Around 1599, William Shakespeare famously wrote “Beware the Ides of March” in the play Julius Caesar. And for many years it was just something that was bad for Caesar, who was assassinated by Marcus Junius Brutus the Younger in the senate on that date, which corresponds to March 15, in the year 44 B.C.E.

But from 1918 to 1954 everyone was wary of it, because March 15 used to be tax day.

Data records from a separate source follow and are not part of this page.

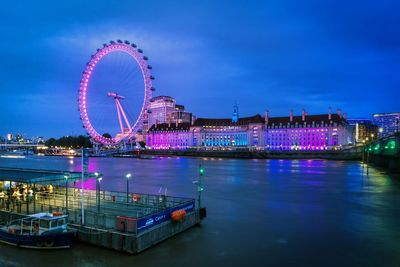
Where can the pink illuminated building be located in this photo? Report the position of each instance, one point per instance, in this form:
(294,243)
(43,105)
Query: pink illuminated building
(169,136)
(305,132)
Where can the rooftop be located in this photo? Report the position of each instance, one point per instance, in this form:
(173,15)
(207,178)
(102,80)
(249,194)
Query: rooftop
(32,176)
(309,119)
(228,122)
(170,127)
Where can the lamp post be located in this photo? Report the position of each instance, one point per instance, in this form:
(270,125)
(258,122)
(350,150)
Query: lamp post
(98,180)
(128,176)
(66,193)
(96,174)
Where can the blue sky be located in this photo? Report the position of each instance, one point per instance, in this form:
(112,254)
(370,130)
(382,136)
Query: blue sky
(276,55)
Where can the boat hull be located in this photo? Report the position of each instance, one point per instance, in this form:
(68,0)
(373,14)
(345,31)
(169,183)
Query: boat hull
(50,241)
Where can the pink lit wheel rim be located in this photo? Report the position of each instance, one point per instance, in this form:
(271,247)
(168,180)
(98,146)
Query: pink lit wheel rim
(135,53)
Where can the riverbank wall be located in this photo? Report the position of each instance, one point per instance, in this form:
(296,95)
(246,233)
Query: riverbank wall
(330,155)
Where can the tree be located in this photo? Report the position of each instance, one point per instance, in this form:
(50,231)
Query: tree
(107,135)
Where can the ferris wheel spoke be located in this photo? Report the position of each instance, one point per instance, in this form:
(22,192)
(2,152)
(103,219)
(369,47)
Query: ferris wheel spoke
(131,78)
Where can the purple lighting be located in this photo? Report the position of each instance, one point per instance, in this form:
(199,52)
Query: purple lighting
(82,99)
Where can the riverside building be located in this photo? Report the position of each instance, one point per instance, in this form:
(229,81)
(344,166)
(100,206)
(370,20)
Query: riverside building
(305,132)
(388,123)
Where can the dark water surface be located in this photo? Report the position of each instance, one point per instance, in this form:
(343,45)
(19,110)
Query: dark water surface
(260,213)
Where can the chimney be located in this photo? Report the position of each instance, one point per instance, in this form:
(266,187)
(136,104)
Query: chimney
(266,117)
(329,113)
(339,112)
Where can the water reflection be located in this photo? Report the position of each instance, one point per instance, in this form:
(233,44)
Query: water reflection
(260,212)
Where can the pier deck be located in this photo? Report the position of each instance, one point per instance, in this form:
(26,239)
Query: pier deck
(125,222)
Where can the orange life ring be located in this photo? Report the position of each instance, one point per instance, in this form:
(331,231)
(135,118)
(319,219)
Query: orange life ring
(178,215)
(136,197)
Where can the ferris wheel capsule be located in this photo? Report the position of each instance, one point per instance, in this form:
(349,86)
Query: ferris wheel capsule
(128,126)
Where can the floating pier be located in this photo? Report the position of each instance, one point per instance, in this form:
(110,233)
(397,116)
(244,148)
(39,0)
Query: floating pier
(122,221)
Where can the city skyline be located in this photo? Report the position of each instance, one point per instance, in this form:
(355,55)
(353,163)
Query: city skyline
(292,55)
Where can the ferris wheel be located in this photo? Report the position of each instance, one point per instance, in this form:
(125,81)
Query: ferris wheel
(114,93)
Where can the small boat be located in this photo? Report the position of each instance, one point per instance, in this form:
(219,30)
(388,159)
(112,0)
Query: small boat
(38,231)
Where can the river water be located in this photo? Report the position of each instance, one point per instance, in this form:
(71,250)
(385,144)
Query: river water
(259,213)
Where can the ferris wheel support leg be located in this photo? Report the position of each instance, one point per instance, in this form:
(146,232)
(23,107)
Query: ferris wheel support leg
(125,118)
(119,116)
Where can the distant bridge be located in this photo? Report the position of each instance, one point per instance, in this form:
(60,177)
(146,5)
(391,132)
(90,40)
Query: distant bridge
(384,152)
(20,145)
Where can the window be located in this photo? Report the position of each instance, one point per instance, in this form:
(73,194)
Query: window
(44,224)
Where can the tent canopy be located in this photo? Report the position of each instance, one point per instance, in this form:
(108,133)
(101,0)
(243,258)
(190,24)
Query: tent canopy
(32,176)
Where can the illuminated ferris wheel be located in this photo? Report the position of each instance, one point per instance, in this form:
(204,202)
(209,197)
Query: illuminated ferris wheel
(114,93)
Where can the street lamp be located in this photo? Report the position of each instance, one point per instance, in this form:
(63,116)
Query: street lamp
(98,180)
(66,193)
(128,176)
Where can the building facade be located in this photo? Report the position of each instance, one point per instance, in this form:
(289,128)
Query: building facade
(305,132)
(388,123)
(363,130)
(169,136)
(160,110)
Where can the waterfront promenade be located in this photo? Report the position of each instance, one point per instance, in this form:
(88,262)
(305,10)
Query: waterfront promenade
(260,213)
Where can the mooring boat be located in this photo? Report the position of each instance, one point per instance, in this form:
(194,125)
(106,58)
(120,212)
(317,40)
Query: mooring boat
(38,231)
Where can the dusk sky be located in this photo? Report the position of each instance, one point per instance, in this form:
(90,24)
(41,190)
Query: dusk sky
(275,55)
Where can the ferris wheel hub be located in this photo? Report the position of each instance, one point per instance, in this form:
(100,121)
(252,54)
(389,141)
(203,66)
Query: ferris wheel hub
(115,95)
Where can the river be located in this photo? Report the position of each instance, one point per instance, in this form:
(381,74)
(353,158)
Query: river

After the 16th amendment was passed in 1913 allowing the government to collect income taxes, tax day was briefly March 1 before moving in 1918 to March 15th, where it sat for 36 years. In 1954 the IRS reorganized and moved it to its current date of April 15, a shift that wasn’t really explained at the time. In 2002, the IRS told Fortune that it was to “spread out the peak workload,” but another tax expert, professor Ed McCaffery of USC, explained that as the tax covered more of the middle class, the IRS needed to issue more refunds. Pushing back the date allowed the Feds to hang on your money longer, McCaffery said.

And what is (not are) the Ides of March exactly? According to the dictionary, “ides” was traditionally the midpoint of a calendar month, usually the 13th or the 15th.

If you want to get into the weeds, the 355-day Roman calendar didn’t number individual days but worked off of midpoints (i.e., the “ides”) and other divisions like “nones” (eight days before the ides) and “kalends” (the beginning of the month). It was complicated and unwieldy, which is why it lives on today only in Shakespeare’s play.